There is yet more though. Head north along the Rue de l’Abbaye and Bué merges with the hamlet of Venoize. Those vignerons based here in Venoize are routinely considered alongside those in Bué, and rightly so; they work with the same caillottes vineyards in the commune of Bué, including its most famous vineyards which I will discuss in more detail further down the page. A slightly more sprawling settlement, with cellars positioned up and down quiet avenues and dusty cul-de-sacs, here too in Venoize we find some of the Sancerre appellation’s best-known names. The most notable is perhaps François Crochet, who catapulted his domaine to the top tier after taking over from his father, Robert. Other noteworthy names include his cousin Daniel Crochet, and Bailly Reverdy, situated almost directly next-door.
Why, you might ask, is Bué home to such a high concentration of the region’s leading vignerons? If we could travel back in time to ask Pierre Bréjoux, a high-ranking official at the Institut National des Appellations d’Origine and author of Les Vins de Loire (Parisienne d’Editions Techniques et Commerciales, 1956), he would perhaps point us in the direction of the Clos de la Poussie. Judging by his comments quoted at the top of this page, Bréjoux regarded this as the finest vineyard not only in the commune of Bué, but in the entire Sancerre appellation.
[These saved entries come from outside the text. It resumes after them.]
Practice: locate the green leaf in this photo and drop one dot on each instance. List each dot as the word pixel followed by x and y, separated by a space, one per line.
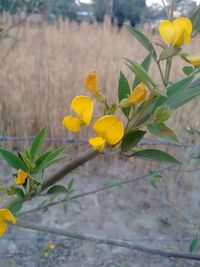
pixel 16 205
pixel 155 155
pixel 57 189
pixel 145 64
pixel 174 93
pixel 140 72
pixel 131 139
pixel 13 160
pixel 124 92
pixel 194 244
pixel 37 142
pixel 143 40
pixel 162 131
pixel 52 157
pixel 188 70
pixel 19 192
pixel 154 178
pixel 169 52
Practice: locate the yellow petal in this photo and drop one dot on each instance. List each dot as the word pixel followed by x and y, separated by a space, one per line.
pixel 138 95
pixel 183 29
pixel 183 23
pixel 7 215
pixel 3 228
pixel 21 177
pixel 72 123
pixel 91 82
pixel 194 59
pixel 83 106
pixel 97 143
pixel 167 31
pixel 109 128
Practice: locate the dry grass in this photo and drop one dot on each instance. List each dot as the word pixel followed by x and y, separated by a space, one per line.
pixel 46 69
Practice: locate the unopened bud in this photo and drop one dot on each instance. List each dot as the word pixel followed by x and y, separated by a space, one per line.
pixel 162 114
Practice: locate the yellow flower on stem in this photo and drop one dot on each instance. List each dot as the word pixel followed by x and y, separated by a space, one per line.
pixel 194 59
pixel 108 129
pixel 5 215
pixel 138 95
pixel 83 107
pixel 176 32
pixel 91 82
pixel 21 177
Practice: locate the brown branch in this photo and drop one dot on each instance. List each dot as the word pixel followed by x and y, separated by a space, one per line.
pixel 95 191
pixel 102 240
pixel 75 163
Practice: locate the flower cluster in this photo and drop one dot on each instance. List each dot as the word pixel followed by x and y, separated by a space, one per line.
pixel 109 129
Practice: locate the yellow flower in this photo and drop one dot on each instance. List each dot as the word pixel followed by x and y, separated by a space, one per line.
pixel 91 82
pixel 138 95
pixel 194 59
pixel 108 129
pixel 5 215
pixel 21 177
pixel 176 32
pixel 83 107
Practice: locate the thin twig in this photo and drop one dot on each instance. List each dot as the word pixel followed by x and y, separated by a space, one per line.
pixel 75 163
pixel 95 191
pixel 107 241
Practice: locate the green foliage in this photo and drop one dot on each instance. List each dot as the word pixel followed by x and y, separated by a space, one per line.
pixel 169 52
pixel 16 205
pixel 13 160
pixel 123 92
pixel 37 142
pixel 131 139
pixel 140 72
pixel 143 39
pixel 155 155
pixel 145 65
pixel 188 70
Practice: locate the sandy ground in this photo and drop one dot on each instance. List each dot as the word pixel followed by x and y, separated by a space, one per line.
pixel 166 218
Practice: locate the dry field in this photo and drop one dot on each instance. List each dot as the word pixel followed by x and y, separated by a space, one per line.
pixel 39 78
pixel 45 70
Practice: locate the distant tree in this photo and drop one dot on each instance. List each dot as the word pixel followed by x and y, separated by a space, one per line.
pixel 122 10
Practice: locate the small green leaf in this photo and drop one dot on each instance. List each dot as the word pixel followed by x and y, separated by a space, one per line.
pixel 131 139
pixel 37 142
pixel 140 72
pixel 52 158
pixel 155 155
pixel 57 189
pixel 13 160
pixel 124 92
pixel 16 205
pixel 162 131
pixel 145 64
pixel 194 244
pixel 19 192
pixel 143 40
pixel 188 70
pixel 169 52
pixel 195 18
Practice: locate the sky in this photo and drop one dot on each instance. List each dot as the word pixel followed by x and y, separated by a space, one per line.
pixel 149 2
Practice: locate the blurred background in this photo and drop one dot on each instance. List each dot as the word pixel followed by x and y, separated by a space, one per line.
pixel 46 49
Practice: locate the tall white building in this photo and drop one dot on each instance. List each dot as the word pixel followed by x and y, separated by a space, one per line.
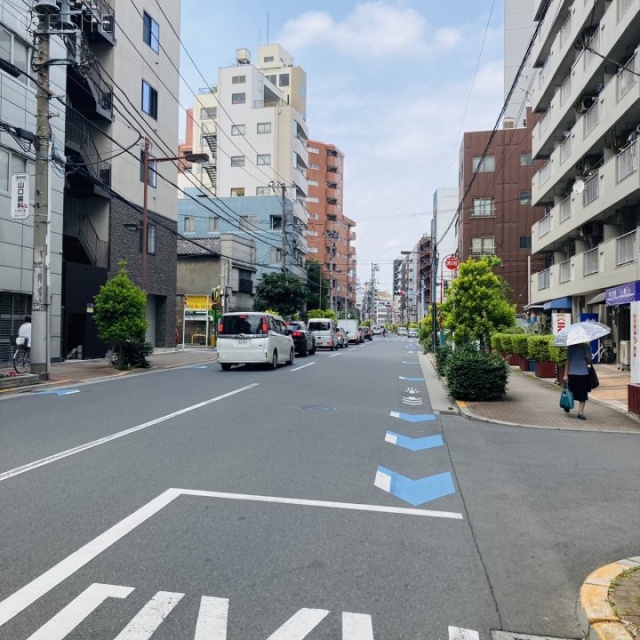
pixel 587 90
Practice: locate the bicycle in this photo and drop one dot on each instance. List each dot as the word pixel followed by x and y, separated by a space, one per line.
pixel 22 358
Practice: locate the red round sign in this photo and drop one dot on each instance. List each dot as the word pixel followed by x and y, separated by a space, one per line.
pixel 452 262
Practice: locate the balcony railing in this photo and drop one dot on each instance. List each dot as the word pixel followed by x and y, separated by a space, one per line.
pixel 627 161
pixel 564 271
pixel 626 248
pixel 591 262
pixel 591 189
pixel 544 279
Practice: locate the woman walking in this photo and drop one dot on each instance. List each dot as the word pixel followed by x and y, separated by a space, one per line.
pixel 576 374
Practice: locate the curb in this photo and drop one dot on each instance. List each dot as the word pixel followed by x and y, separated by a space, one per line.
pixel 597 618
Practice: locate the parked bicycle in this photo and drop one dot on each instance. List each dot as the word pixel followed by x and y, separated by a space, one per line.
pixel 22 356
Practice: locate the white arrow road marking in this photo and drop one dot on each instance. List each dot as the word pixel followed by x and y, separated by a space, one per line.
pixel 299 624
pixel 455 633
pixel 150 617
pixel 96 443
pixel 77 610
pixel 212 619
pixel 356 626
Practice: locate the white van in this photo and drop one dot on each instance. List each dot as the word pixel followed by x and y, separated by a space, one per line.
pixel 253 337
pixel 324 331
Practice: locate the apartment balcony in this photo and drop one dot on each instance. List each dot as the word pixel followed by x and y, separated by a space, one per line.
pixel 612 262
pixel 615 184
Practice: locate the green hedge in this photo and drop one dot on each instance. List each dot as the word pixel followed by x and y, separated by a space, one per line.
pixel 476 375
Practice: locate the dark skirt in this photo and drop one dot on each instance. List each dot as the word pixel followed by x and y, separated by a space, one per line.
pixel 579 386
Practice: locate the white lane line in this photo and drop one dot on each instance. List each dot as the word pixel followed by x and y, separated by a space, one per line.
pixel 309 364
pixel 27 595
pixel 356 626
pixel 77 610
pixel 300 624
pixel 212 619
pixel 150 617
pixel 96 443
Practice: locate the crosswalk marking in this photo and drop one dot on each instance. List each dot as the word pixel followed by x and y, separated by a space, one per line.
pixel 212 619
pixel 150 617
pixel 77 610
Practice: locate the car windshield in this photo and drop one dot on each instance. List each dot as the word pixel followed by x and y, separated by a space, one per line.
pixel 247 324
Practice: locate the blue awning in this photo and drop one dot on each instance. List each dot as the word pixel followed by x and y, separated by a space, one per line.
pixel 556 305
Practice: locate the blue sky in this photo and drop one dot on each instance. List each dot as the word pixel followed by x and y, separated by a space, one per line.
pixel 392 83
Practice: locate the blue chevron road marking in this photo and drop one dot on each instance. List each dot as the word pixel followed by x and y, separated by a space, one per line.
pixel 414 444
pixel 415 492
pixel 410 417
pixel 57 392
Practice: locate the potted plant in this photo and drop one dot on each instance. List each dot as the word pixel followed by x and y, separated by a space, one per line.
pixel 544 367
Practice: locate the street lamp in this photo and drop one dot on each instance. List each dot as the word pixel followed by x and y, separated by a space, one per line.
pixel 188 157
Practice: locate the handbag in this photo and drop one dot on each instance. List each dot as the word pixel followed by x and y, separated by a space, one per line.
pixel 594 383
pixel 566 399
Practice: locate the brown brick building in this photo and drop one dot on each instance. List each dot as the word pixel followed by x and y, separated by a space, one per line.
pixel 329 232
pixel 496 214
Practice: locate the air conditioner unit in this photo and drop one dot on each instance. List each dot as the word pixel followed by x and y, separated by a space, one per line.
pixel 624 353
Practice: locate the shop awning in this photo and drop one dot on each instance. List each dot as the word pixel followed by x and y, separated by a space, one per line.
pixel 623 294
pixel 556 305
pixel 598 299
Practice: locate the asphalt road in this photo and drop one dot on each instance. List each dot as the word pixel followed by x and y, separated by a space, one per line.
pixel 323 500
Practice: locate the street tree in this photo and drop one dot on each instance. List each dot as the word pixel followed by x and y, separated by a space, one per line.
pixel 282 292
pixel 120 313
pixel 477 302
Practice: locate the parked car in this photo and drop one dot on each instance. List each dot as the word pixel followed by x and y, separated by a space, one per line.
pixel 303 340
pixel 253 337
pixel 341 338
pixel 324 331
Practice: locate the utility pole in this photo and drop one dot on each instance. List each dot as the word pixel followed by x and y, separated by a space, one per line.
pixel 40 294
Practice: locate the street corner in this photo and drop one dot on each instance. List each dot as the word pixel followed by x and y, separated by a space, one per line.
pixel 598 618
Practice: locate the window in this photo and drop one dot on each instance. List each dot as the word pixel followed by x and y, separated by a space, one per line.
pixel 149 100
pixel 153 171
pixel 15 51
pixel 151 239
pixel 276 223
pixel 208 113
pixel 150 32
pixel 482 207
pixel 483 245
pixel 484 165
pixel 248 223
pixel 525 159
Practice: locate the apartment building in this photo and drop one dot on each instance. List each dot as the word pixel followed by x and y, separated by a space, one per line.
pixel 588 95
pixel 496 212
pixel 330 233
pixel 17 155
pixel 252 123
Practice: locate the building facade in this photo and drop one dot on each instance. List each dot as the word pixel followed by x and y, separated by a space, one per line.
pixel 495 211
pixel 588 95
pixel 330 233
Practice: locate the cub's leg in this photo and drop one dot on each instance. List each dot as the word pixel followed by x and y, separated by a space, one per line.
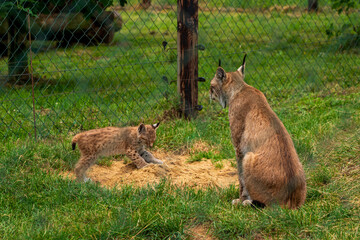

Perhaps, in the 1950s, Bréjoux may have had a case. Today, though, I would have to disagree. Just as every Burgundy village has its famous vineyards, and just as Chavignol has Les Monts Damnés and Le Cul de Beaujeu, so too Bué is blessed with its own portfolio of great vineyards. Indeed, this commune is home to some of the most striking vineyards in all Sancerre, and the Clos de la Poussie is but one of their number. In modern times, however, it is only fair to say that it is the least convincingly exploited, and other sites such has Grand Chemarin and Chêne Marchand have come to prominence. To understand why, we should begin with a look at the commune’s topography.